INA Nannotalks Vol. 2: Dr. Luz Maria Mejia

We are inviting our colleagues and fellow fossil enthusiasts to attend the second series of Nannotalks by the International Nannoplankton Association (INA). The next talk in the second series will be delivered by Dr. Luz Maria Mejia from ETH Zurich, with a title “Coccolith clumped isotopes point to a less extreme polar amplification during warm periods and a deeper that commonly-regarded coccolithophore habitat.” The meeting is set to be held on the 24th of March, 2022 (14:00 UTC; 22:00 PhilST). The abstract is posted below:


Setting adequate and timely mitigation strategies in response to anthropogenic-caused warming requires improvement of climate model predictions, which requires reliable temperature and CO2 reconstructions.

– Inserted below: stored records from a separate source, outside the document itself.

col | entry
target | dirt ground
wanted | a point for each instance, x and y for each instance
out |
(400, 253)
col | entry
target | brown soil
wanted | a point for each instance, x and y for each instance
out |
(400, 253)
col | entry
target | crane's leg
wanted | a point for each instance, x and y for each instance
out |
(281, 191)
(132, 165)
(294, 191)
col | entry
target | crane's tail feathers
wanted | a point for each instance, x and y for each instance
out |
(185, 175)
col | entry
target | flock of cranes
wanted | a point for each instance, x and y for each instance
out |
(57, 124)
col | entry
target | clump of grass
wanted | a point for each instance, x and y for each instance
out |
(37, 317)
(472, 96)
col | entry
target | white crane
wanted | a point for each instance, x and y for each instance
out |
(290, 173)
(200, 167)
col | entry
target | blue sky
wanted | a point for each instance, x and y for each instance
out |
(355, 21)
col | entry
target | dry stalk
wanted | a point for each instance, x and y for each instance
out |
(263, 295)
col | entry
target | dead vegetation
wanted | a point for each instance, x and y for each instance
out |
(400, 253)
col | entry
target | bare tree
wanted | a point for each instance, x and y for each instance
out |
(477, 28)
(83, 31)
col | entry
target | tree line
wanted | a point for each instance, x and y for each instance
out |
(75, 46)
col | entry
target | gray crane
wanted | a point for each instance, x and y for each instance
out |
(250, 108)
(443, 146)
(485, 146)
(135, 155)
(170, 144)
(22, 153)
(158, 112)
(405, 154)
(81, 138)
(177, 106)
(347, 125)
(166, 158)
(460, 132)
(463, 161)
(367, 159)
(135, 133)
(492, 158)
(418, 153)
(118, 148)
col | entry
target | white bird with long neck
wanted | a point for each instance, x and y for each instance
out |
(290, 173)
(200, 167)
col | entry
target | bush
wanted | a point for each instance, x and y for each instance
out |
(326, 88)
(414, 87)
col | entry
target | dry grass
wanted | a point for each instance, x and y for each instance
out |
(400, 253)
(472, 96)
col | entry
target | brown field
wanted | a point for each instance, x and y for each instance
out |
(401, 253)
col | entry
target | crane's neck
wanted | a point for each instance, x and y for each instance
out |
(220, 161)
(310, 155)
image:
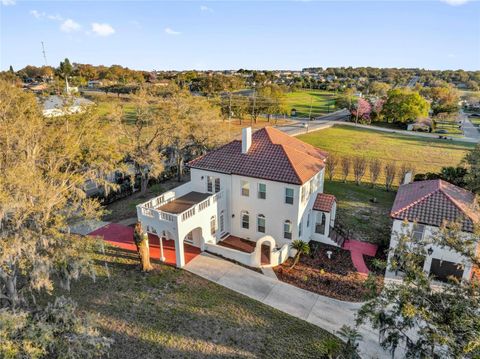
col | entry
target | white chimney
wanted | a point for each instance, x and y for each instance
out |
(408, 178)
(246, 139)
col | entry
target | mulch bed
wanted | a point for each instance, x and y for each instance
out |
(336, 277)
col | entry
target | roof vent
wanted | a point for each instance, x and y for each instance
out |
(246, 139)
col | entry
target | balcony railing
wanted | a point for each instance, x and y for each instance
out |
(148, 209)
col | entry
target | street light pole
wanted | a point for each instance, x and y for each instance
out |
(254, 100)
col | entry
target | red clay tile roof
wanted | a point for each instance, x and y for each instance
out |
(324, 202)
(273, 155)
(435, 201)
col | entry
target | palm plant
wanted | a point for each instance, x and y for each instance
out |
(302, 248)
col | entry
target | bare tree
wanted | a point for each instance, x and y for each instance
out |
(375, 170)
(330, 165)
(404, 169)
(390, 172)
(345, 168)
(359, 168)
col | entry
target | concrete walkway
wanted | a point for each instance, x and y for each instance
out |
(327, 313)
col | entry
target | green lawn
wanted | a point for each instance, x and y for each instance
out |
(425, 154)
(368, 221)
(322, 102)
(171, 313)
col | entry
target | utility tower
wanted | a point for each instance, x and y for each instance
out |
(44, 54)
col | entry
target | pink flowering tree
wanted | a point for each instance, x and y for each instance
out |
(377, 109)
(364, 110)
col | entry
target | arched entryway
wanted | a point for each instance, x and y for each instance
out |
(263, 250)
(195, 238)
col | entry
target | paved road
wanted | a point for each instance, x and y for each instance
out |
(469, 130)
(303, 125)
(327, 313)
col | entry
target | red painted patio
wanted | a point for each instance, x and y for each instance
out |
(122, 236)
(357, 251)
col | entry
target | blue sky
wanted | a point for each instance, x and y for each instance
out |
(158, 35)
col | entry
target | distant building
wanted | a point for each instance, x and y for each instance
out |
(421, 208)
(54, 106)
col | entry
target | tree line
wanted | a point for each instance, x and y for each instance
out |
(357, 166)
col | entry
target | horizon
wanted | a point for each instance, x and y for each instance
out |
(165, 36)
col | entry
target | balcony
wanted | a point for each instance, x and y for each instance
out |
(177, 205)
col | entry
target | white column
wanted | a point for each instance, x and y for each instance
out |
(162, 257)
(179, 252)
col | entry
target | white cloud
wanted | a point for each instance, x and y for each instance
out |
(455, 2)
(204, 8)
(102, 29)
(170, 31)
(70, 25)
(36, 14)
(43, 15)
(8, 2)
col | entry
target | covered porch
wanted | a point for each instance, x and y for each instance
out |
(262, 253)
(183, 219)
(246, 246)
(122, 236)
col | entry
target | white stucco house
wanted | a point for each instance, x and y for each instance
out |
(420, 208)
(247, 201)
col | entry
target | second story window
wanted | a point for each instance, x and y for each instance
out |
(222, 222)
(287, 229)
(245, 219)
(262, 191)
(245, 188)
(213, 225)
(210, 184)
(261, 223)
(289, 195)
(418, 231)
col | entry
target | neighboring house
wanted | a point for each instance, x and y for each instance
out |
(247, 200)
(421, 208)
(54, 106)
(94, 84)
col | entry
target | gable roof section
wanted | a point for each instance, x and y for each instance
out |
(273, 156)
(324, 202)
(435, 201)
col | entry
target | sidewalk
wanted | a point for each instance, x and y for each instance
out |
(327, 313)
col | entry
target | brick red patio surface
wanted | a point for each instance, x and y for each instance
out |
(122, 236)
(357, 251)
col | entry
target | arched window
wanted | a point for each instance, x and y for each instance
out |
(287, 229)
(320, 227)
(261, 223)
(222, 222)
(213, 225)
(245, 219)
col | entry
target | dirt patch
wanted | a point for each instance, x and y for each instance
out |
(335, 277)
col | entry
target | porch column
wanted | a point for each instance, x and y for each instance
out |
(179, 252)
(162, 257)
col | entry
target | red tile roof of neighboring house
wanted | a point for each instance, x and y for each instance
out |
(273, 155)
(324, 202)
(435, 201)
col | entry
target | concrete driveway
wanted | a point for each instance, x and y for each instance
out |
(327, 313)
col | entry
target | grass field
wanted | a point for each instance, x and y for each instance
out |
(424, 154)
(369, 221)
(171, 313)
(322, 102)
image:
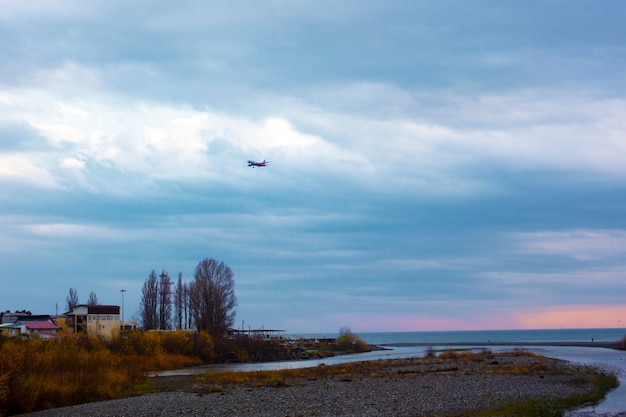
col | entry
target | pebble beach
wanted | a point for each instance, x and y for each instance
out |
(406, 388)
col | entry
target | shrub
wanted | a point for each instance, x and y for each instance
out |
(350, 342)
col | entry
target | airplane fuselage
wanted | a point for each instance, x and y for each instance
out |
(254, 164)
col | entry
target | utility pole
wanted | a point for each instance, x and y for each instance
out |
(122, 291)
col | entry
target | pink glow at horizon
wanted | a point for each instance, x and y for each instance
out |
(579, 316)
(586, 316)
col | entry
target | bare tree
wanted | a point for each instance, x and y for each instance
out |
(93, 299)
(179, 302)
(165, 301)
(212, 297)
(149, 302)
(72, 299)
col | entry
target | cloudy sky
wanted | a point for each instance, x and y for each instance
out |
(434, 165)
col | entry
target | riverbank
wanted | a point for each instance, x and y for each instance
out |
(487, 344)
(446, 385)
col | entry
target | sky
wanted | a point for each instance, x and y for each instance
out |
(445, 165)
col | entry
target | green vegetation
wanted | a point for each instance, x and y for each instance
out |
(554, 407)
(40, 374)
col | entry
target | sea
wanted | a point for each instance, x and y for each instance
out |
(481, 336)
(407, 344)
(416, 344)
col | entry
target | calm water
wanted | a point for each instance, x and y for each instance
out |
(613, 360)
(485, 336)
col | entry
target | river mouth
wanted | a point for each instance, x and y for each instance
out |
(609, 360)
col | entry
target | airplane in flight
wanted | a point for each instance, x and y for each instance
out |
(258, 164)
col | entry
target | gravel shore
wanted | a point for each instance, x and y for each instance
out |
(409, 388)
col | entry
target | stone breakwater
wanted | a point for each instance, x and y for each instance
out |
(405, 388)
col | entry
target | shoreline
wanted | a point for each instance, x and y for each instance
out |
(417, 386)
(592, 344)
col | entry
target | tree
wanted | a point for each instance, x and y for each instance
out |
(179, 302)
(72, 299)
(212, 297)
(165, 302)
(149, 302)
(93, 299)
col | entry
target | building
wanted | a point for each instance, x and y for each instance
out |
(94, 320)
(44, 329)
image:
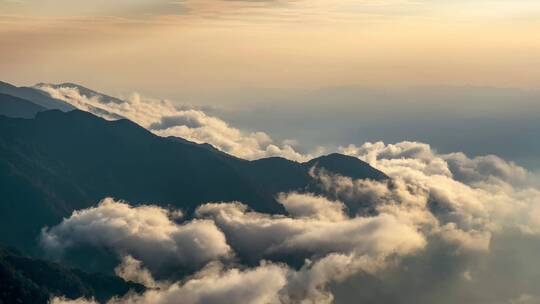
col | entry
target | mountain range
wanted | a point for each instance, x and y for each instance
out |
(55, 159)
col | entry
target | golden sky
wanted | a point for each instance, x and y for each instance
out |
(164, 46)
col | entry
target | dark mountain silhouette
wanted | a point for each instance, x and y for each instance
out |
(27, 280)
(35, 96)
(19, 108)
(59, 162)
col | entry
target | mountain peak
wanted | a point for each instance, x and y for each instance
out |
(346, 165)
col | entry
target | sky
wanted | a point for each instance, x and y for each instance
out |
(166, 47)
(443, 96)
(324, 73)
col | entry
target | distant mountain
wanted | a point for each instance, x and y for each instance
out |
(18, 108)
(35, 96)
(27, 280)
(59, 162)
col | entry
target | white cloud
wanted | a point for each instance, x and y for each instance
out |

Temperature reconstructions based on widely-used proxies show different limitations. The application of clumped isotopes, which are uniquely dependent on thermodynamical processes, to calcite produced by coccolithophores, photosynthetic organisms limited to the photic zone, ensures that the reconstructed signal originates in the surface ocean. A combination of new coccolith separation methods allowed to obtain clumped isotopes from well preserved coccolith-rich samples from North Atlantic sediments during the last 16 Ma, and world-wide located core top samples. Upon the lack of evidence of vital and diagenetic effects, a consistently colder North Atlantic reconstructed from clumped isotopes compared to UK’37-derived temperatures, indicate a less extreme polar amplification than previously thought, and the potential need to reevaluate our understanding of widely-used temperature proxies. Part of this reevaluation should consider the evidence of a deeper habitat than generally regarded for coccolithophores, as clumped isotope calcification temperatures from core top coccoliths are colder than SSTs in low latitudes compared to higher ones. Clumped isotopes applied to coccolith calcite is a promising new proxy for temperature reconstructions, and new faster separation methods will allow its wider application.